Vous vous demandez pourquoi certains de vos amis sont trop bavards? Le Pr Jason Mitchell de l'université d'Harvard a peut-être trouvé la réponse à cette question. Selon ce neuroscientifique américain, le fait de parler de soi aurait les mêmes effets que le sexe, la nourriture ou les drogues sur le cerveau en activant le circuit de la récompense. Les résultats de ces travaux ont été publiés la semaine dernière dans la revue de l'Académie des sciences américaines (PNAS).

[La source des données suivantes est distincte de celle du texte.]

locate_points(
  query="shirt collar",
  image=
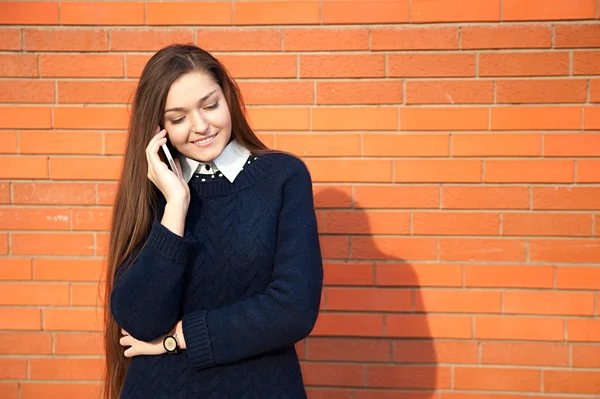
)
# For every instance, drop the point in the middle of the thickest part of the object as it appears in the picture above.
(230, 162)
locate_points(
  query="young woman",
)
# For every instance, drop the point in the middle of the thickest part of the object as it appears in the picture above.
(215, 272)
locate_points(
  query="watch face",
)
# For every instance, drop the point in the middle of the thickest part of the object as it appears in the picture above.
(170, 344)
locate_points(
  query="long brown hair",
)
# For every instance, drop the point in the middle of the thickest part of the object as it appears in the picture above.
(136, 200)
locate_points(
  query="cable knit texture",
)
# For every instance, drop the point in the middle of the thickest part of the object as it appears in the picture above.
(246, 280)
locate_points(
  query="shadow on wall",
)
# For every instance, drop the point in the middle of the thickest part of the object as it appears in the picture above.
(372, 339)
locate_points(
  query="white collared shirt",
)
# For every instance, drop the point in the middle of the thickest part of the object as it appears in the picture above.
(230, 163)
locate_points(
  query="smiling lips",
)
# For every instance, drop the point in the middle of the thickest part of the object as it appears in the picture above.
(205, 142)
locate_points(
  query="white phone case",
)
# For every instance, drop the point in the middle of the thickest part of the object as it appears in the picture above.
(170, 159)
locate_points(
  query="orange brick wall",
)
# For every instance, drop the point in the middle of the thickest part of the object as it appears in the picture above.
(455, 149)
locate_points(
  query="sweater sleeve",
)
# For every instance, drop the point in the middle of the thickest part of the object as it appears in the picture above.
(145, 300)
(287, 311)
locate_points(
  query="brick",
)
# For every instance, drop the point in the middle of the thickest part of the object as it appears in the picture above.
(519, 328)
(10, 39)
(449, 92)
(92, 219)
(326, 39)
(332, 196)
(85, 168)
(458, 301)
(91, 117)
(349, 349)
(138, 39)
(35, 218)
(342, 66)
(65, 39)
(528, 171)
(567, 198)
(540, 91)
(444, 118)
(456, 223)
(365, 12)
(26, 91)
(34, 294)
(415, 38)
(273, 119)
(583, 330)
(388, 376)
(359, 92)
(269, 13)
(537, 117)
(52, 244)
(260, 66)
(79, 344)
(447, 171)
(369, 299)
(524, 10)
(359, 170)
(348, 273)
(418, 275)
(549, 303)
(506, 36)
(438, 351)
(406, 145)
(586, 62)
(23, 167)
(333, 374)
(348, 325)
(488, 197)
(320, 144)
(102, 13)
(526, 354)
(576, 36)
(18, 65)
(572, 381)
(564, 251)
(429, 326)
(59, 390)
(573, 278)
(88, 295)
(591, 118)
(25, 343)
(524, 64)
(354, 118)
(585, 356)
(20, 319)
(29, 13)
(393, 248)
(239, 39)
(81, 65)
(396, 197)
(56, 142)
(496, 145)
(41, 193)
(431, 65)
(546, 224)
(73, 319)
(114, 143)
(15, 269)
(480, 249)
(509, 276)
(497, 379)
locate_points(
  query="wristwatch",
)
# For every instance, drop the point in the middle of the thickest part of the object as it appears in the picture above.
(171, 344)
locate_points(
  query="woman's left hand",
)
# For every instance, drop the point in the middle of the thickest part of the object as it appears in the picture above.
(137, 348)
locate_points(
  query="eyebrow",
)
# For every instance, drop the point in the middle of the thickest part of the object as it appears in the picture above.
(199, 102)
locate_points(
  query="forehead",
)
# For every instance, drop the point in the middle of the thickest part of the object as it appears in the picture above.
(189, 88)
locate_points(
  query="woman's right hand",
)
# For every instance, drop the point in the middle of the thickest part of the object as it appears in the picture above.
(175, 189)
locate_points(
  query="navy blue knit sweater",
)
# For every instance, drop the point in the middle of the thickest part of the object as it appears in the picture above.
(245, 279)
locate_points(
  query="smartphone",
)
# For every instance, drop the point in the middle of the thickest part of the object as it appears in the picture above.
(170, 159)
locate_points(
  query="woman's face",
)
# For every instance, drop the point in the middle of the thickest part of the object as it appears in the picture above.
(197, 117)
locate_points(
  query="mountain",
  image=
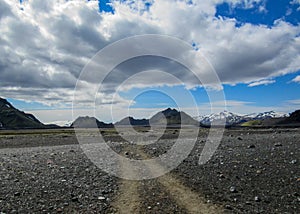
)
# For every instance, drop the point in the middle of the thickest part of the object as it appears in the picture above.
(266, 115)
(172, 117)
(232, 119)
(127, 121)
(12, 118)
(90, 122)
(294, 118)
(219, 118)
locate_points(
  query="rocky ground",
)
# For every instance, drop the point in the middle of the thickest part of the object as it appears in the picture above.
(253, 171)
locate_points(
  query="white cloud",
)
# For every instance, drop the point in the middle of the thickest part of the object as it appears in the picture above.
(296, 79)
(45, 45)
(296, 2)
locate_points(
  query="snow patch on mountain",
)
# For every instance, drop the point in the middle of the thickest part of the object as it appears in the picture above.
(233, 118)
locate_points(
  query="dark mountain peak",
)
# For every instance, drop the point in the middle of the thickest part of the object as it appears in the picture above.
(12, 118)
(172, 117)
(5, 104)
(127, 121)
(89, 122)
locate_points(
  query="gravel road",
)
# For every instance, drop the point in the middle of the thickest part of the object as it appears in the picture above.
(253, 171)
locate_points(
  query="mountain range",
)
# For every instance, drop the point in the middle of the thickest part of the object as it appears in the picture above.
(232, 119)
(12, 118)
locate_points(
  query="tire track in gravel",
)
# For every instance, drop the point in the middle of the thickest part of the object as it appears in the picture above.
(183, 195)
(129, 198)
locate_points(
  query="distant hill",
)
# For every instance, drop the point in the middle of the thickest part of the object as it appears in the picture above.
(232, 119)
(217, 118)
(127, 121)
(12, 118)
(172, 117)
(293, 119)
(89, 122)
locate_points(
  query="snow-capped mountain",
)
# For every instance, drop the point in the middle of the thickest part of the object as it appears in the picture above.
(229, 118)
(266, 115)
(226, 117)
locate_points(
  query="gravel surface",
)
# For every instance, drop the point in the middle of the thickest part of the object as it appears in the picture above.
(253, 171)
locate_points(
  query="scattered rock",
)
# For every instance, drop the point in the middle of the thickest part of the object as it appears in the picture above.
(75, 199)
(17, 194)
(228, 207)
(233, 189)
(101, 198)
(257, 199)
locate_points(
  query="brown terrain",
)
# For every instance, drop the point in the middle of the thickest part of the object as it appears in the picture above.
(253, 171)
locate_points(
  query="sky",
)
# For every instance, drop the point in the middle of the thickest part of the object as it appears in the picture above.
(252, 45)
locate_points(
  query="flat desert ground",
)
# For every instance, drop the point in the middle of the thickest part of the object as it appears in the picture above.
(252, 171)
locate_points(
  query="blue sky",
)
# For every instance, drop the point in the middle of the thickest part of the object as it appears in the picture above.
(253, 45)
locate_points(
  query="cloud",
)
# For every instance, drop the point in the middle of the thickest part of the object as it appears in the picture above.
(296, 79)
(45, 45)
(262, 82)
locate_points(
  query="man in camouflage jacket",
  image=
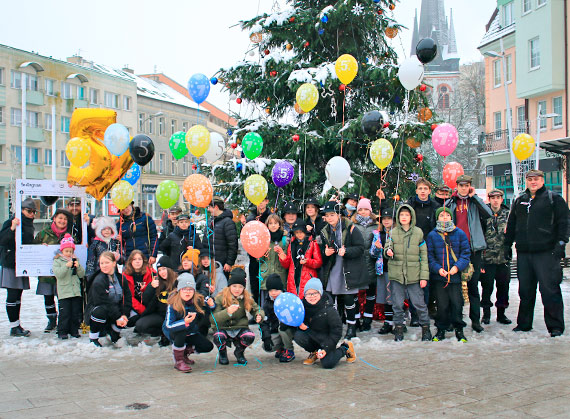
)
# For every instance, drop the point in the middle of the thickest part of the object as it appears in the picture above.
(495, 266)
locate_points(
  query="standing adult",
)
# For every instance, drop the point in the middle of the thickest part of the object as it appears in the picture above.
(538, 223)
(52, 234)
(495, 266)
(15, 285)
(469, 214)
(224, 245)
(137, 231)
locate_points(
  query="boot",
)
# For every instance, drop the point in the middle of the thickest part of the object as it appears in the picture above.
(52, 323)
(486, 319)
(386, 328)
(426, 334)
(223, 356)
(501, 318)
(179, 363)
(399, 333)
(366, 324)
(459, 335)
(350, 332)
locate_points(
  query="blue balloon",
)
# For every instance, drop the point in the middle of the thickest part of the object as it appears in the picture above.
(289, 309)
(199, 87)
(133, 174)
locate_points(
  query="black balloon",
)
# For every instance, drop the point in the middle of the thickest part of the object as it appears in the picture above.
(141, 148)
(49, 200)
(426, 50)
(372, 123)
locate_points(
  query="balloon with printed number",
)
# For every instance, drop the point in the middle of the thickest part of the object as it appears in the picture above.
(289, 309)
(255, 238)
(198, 140)
(523, 146)
(122, 194)
(307, 97)
(252, 144)
(78, 151)
(282, 173)
(167, 193)
(177, 145)
(255, 188)
(346, 68)
(198, 190)
(382, 153)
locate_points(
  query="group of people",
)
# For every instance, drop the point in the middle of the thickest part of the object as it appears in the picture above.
(415, 256)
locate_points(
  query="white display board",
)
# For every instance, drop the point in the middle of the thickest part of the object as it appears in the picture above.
(37, 259)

Au départ, les auteurs de l'étude ont constaté que nous passions 30 à 40% de notre temps de parole à informer les autres de nos expériences personnelles et à raconter une histoire dont nous étions le personnage central. Le Pr Mitchell et son ancienne étudiante en psychologie, Diana Tamir se sont alors demandés pourquoi nous aimions tant parler de nous.
Parler de soi à tout prix
Pour comprendre ce qui se passait dans notre cerveau, plusieurs expériences ont été menées sur des participants qui devaient notamment répondre à ces trois questions.

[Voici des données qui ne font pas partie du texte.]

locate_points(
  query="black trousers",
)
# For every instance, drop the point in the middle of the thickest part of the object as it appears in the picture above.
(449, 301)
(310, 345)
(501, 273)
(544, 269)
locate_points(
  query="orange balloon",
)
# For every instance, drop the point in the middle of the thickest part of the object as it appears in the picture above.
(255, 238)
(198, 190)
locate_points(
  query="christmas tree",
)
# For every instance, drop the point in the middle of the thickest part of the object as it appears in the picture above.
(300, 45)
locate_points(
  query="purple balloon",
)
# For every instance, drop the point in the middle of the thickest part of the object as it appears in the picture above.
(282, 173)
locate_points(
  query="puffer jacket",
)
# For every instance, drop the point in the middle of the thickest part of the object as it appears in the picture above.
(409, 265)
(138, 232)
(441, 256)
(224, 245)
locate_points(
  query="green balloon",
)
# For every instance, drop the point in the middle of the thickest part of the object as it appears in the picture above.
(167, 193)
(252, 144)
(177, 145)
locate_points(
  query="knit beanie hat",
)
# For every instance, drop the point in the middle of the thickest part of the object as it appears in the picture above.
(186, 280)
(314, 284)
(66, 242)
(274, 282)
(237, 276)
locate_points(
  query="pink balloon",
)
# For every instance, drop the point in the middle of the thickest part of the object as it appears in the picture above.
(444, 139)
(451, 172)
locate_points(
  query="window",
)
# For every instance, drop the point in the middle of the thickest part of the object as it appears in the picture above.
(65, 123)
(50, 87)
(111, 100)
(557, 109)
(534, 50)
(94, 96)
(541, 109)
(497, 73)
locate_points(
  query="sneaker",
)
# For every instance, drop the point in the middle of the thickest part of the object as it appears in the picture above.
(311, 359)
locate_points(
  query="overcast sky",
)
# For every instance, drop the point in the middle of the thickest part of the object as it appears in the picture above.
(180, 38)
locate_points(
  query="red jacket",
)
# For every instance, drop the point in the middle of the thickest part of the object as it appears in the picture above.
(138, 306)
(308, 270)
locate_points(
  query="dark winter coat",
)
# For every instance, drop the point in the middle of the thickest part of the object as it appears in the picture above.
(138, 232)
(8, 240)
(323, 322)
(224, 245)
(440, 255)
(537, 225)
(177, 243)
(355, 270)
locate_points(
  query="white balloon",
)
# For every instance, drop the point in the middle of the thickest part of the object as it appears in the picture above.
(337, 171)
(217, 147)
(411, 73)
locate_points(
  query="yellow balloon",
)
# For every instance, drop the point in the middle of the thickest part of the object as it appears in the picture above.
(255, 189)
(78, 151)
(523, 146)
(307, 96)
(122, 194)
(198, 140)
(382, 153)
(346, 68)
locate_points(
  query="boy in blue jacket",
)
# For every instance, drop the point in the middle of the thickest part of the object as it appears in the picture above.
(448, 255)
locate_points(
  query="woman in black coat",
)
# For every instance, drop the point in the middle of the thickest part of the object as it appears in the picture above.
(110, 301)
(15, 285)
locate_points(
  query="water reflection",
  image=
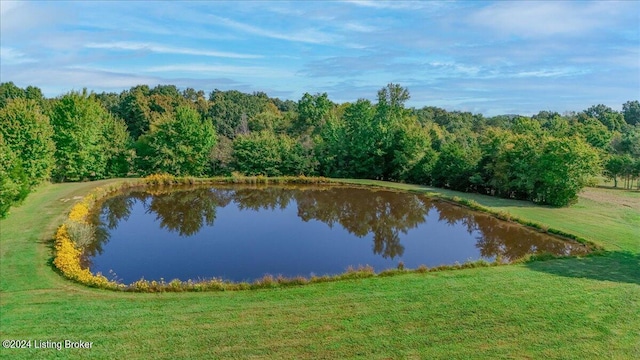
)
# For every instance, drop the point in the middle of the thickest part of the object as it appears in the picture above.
(387, 217)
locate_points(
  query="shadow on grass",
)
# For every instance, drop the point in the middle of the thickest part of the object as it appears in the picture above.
(623, 267)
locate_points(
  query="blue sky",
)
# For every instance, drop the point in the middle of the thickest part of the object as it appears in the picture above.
(485, 57)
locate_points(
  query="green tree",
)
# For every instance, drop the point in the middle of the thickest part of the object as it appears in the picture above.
(455, 166)
(232, 110)
(265, 153)
(631, 111)
(312, 112)
(617, 165)
(8, 92)
(81, 148)
(563, 169)
(28, 134)
(179, 145)
(14, 184)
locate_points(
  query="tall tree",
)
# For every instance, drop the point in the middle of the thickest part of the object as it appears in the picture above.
(631, 111)
(563, 169)
(179, 145)
(14, 184)
(77, 120)
(28, 134)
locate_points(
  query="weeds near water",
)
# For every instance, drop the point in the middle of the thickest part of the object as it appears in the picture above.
(77, 232)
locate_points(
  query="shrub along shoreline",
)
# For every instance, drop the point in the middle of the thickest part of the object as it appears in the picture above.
(77, 230)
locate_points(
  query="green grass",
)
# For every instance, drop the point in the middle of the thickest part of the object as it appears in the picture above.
(582, 308)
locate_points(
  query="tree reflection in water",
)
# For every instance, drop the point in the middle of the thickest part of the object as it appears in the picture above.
(383, 213)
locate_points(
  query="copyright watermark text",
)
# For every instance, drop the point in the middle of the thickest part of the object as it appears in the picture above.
(46, 344)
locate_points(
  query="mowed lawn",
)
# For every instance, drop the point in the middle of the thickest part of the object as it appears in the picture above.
(582, 308)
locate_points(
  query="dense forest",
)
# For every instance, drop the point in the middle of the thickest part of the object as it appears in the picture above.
(546, 158)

1) Á quel point aimez-vous les sports d'hiver comme le ski?
2) Á quel point le président Barack Obama aime les sports d'hiver?
3) Vrai ou faux? Léonard de Vinci a peint la Joconde.

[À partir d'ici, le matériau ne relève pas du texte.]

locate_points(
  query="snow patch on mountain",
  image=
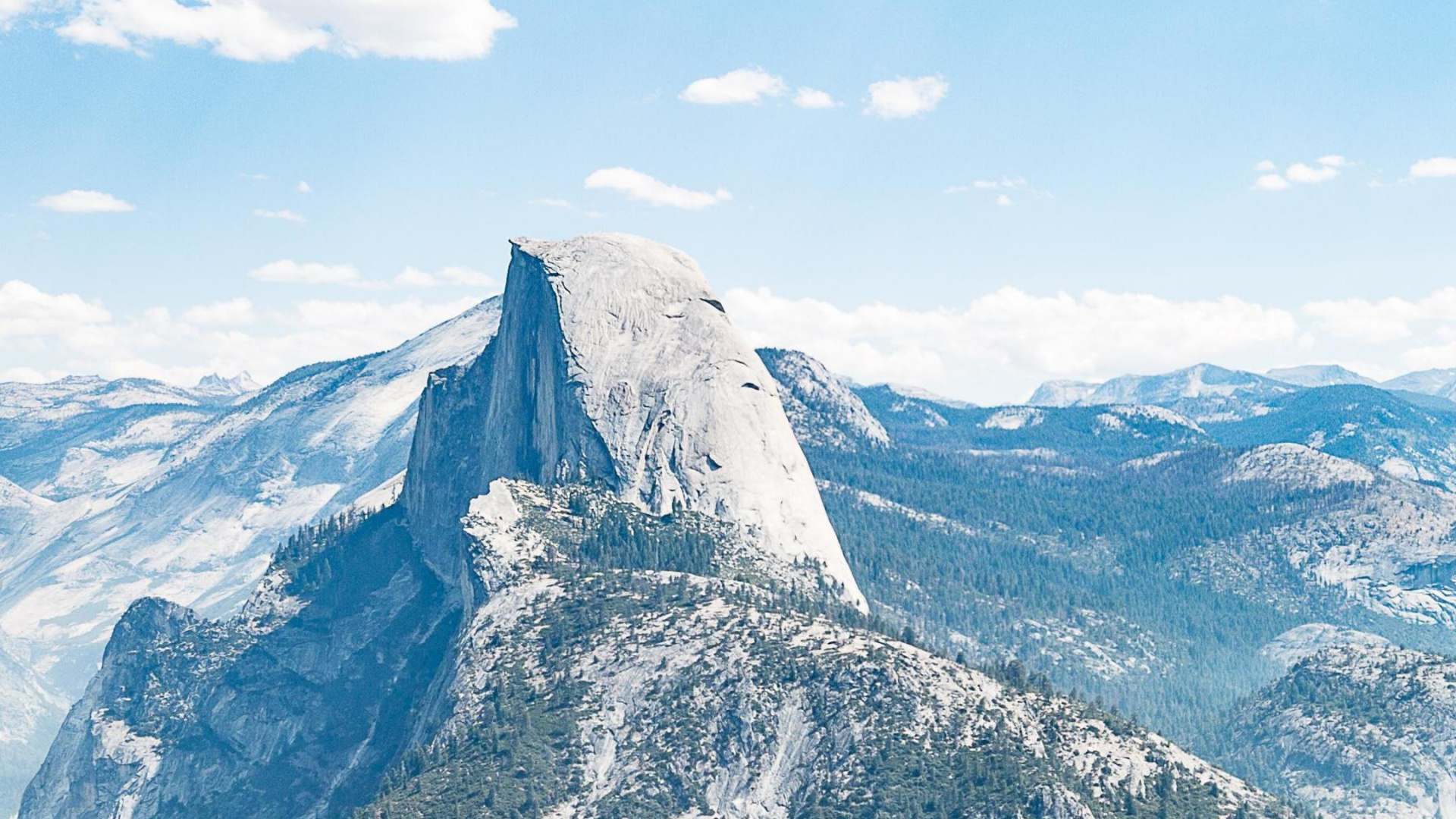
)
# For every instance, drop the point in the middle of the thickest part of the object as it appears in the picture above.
(1307, 640)
(921, 394)
(1014, 419)
(1318, 375)
(1062, 392)
(821, 407)
(1296, 466)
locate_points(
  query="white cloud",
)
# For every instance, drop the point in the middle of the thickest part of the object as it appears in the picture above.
(232, 312)
(468, 278)
(453, 275)
(290, 271)
(813, 99)
(283, 30)
(1310, 175)
(903, 98)
(85, 202)
(28, 311)
(743, 86)
(1388, 319)
(638, 186)
(47, 335)
(27, 375)
(1270, 183)
(1005, 183)
(1435, 167)
(283, 215)
(416, 278)
(11, 9)
(1324, 169)
(1005, 343)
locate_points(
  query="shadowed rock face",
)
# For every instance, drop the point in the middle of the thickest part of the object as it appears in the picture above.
(255, 717)
(596, 646)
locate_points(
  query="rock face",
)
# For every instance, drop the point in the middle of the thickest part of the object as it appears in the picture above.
(1318, 375)
(606, 634)
(120, 490)
(1203, 392)
(1359, 729)
(821, 409)
(617, 363)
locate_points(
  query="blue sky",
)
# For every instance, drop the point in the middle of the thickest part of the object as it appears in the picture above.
(1131, 235)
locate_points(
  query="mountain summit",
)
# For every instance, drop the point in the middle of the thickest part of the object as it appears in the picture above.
(617, 365)
(588, 605)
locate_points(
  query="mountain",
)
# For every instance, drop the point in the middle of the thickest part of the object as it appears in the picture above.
(1373, 426)
(609, 588)
(909, 391)
(1318, 375)
(216, 385)
(1357, 729)
(1133, 554)
(111, 491)
(820, 404)
(1203, 392)
(1426, 382)
(1062, 392)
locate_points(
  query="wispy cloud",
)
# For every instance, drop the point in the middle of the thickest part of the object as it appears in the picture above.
(903, 98)
(262, 31)
(1433, 168)
(80, 337)
(289, 271)
(231, 312)
(814, 99)
(455, 275)
(1324, 169)
(85, 202)
(283, 215)
(638, 186)
(1002, 344)
(743, 86)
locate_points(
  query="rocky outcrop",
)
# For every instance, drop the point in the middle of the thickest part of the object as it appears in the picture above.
(617, 365)
(1359, 730)
(823, 410)
(587, 604)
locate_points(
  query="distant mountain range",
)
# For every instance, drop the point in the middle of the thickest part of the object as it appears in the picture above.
(609, 588)
(1207, 392)
(639, 569)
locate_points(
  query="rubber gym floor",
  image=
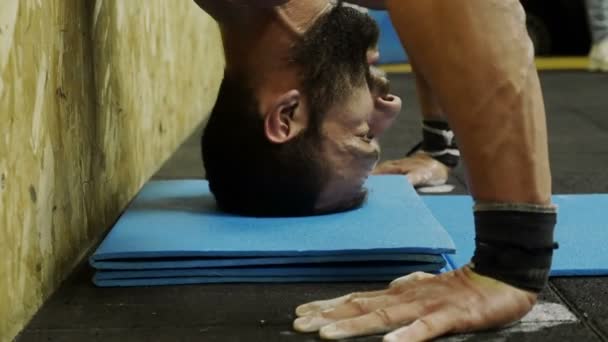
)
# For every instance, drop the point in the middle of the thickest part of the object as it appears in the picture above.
(577, 116)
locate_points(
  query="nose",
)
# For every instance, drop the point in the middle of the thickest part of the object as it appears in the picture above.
(386, 109)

Le constat fut sans appel: quelle que fut la question posée, les participants finissaient toujours par répondre en fonction de leur expérience personnelle.
Un autre test a confirmé cette tendance. Les chercheurs proposaient de rémunérer les participants qui parviendraient à parler d'un sujet éloigné de leur vécu. Résultats, certains ont préféré perdre de l'argent, juste pour le plaisir de parler d'eux, même quand le sujet de conversation ne s'y prêtait pas. "Tout comme des étudiants auraient été prêts à laisser de côté l'argent pour admirer de jolies filles, nos participants étaient prêts à renoncer à l'argent pour parler d'eux", commente le Pr Mitchell dans son étude.
Au centre du plaisir, la dopamine
D'après les chercheurs, cette irrésistible envie de parler de soi aurait une origine neurobiologique: le système de récompense. En scrutant le cerveau des participants qui parlaient d'eux-mêmes, les chercheurs ont observé une hausse de l'activité du système mésolimbique, une zone connue pour s'activer pendant les rapports sexuels. Ainsi, quand une personne parle d'elle, cette partie du cerveau libère de la dopamine, une substance chimique liée aux sensations de plaisir et d'anticipation d'une récompense.
Le succès de Facebook, de twitter et des blogs n'est donc peut être pas un hasard. Connectés sur les réseaux sociaux, les internautes passent environ 80% de leur temps à parler d'eux. Est-ce un mal? Pour les auteurs de l'étude, cette propension à parler de soi renforce les liens sociaux et permet aux gens de mieux se connaître.